An Interview with Dr. Colin Eakin

dr colin eakin interview

We recently had the opportunity to meet with Colin Eakin, M.D., specifically to talk about his background and his experiences using the InSet Glenoid from Shoulder Innovations.


Dr. Colin Eakin is an Orthopedic Surgeon at Palo Alto Medical Foundation in California.


David Blue: Dr. Eakin, would you please share your background with us?

Dr. Eakin: I completed my undergrad at Stanford, UCSF Med School. UCSF residency. I then completed a one-year fellowship in Sports Medicine at the Steadman Hawkins Clinic in Vail, Colorado.

I’ve been here at Palo Alto Medical Foundation for 23 years doing Sports Medicine.

I’ve been the team physician for the San Francisco Giants (Major League Baseball Team), team physician for the San Jose Earthquakes (Major League Soccer Team), and I’ve been the head team physician for Stanford men’s basketball at various times during my career.

David Blue: How did you first learn about the Inset Glenoid, and the Shoulder Innovations team?

Dr. Eakin: 

As part of the Hawkins Shoulder Society, which all the alums from the Steadman Hawkins Clinic are, we have a meeting every year just to talk shoulders.

Several years ago, a friend of mine shared about how he was starting to evaluate InSet glenoids.

And we all now know from our experience that onlay glenoids are risky for loosening because perimeter loading of the humeral head against the prosthesis can rock it. If you’ve got a concave glenoid, you’re going to have a convex-matched surface, and a convex-matched surface is like a rocking horse so that it can rock itself loose and out.

And nobody hates loose glenoids more than I do, so was really intrigued by the InSet Glenoid studies because a lot of times in glenohumeral deformities, there are shallow glenoids that we must deal with.

So, I kept my ear to the ground, and then a friend of mine, Dr. Steve Gunther, who was a partner with Dr. Tom Norris, came out with this Shoulder Innovations, flat-back, InSet glenoid that seemed to address and answer all of these concerns and problems that we saw with glenoids.

Then I found out that Dr. Tom Norris was also using the InSet routinely, so I asked to see it, and then I began to use it. The more I used it, the more I really liked it! My patients have been doing great!

In fact, I even gave a talk at this year’s Hawkins Society on my experience with the InSet glenoid.

David Blue: What types of indications do you primarily use the InSet Glenoid with?

Dr. Eakin: When I first started using it, I thought, “Okay, glenoids under 60 years old that have a high possibility of loosening prior to the patient’s demise.” So that’s what I started using it for.

But now I’m really starting to expand the use of it, doing more in the older-class patients and the more deformed class. Basically, anybody who I think is going to have a really hard glenoid; I’m doing the InSet on these patients as well, and I continue to expand my indications.

David Blue: If you were sitting down with a fellow surgeon to talk to them about this technology for the very first time, what would you tell them?

Dr.

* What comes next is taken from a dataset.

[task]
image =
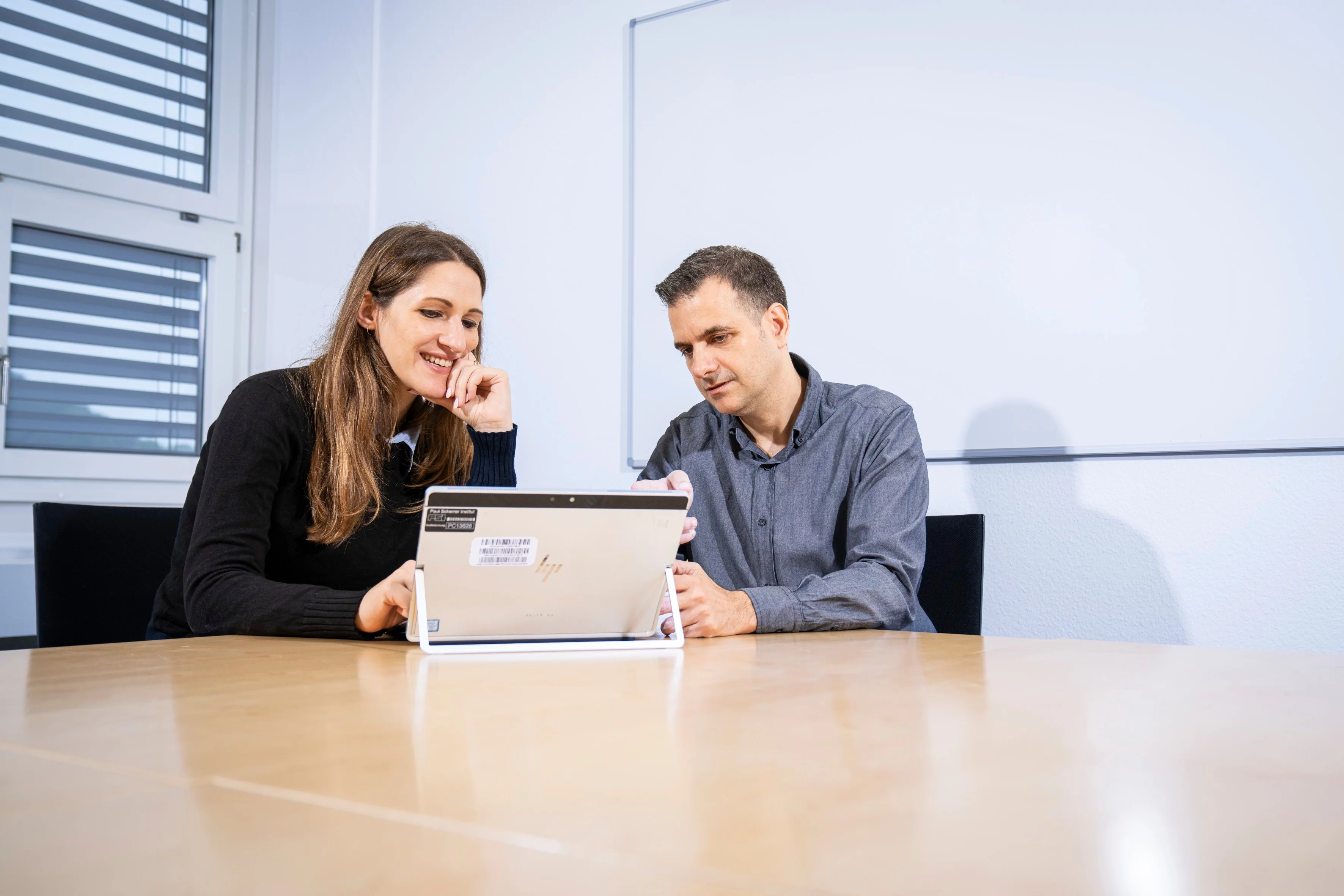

Eakin: Well, the exposure is very similar to the Tornier system that I have used for 23 years, but I find the InSet to be much easier to do.

I first try to retain most of the labrum because I know I’m only going to go out to the perimeter of the glenoid with the reaming. So, I try to preserve most of the labrum, but sometimes you must take some of the labrum just for exposure purposes. I think it can also help possibly be a stabilizer. I don’t think it has much neurological enervation, so I don’t think it’s going to be a pain generator.

The next thing I’d say is, if you’ve got that retroverted glenoid, it’s going to be a little bit of work to get the proper exposure, but it would be work, anyway, as you would still have to do end-on reaming a lot of times with the other systems to put an onlay glenoid in.

Then, in terms of sizing, you should try and size it such so that you leave a one or two-millimeter bone rim bumper around the perimeter. I think there’s a slight tendency to want to oversize and that’s not the goal.

In summary, the InSet glenoid has been absolutely great. I’ve had excellent success with it so far, even though some of my cases are a little shorter term than others who have had more longer-term results.

I’ve been sharing this with my patients, on how I’ve changed my technology on this over the last year, and walk them through the rationale. And I give them the option. I say, “Well, I could do the standard that I’ve always used,” but I tell them, “If I were you and I had your type of glenoid, I would do one of these flat-back InSet glenoids.”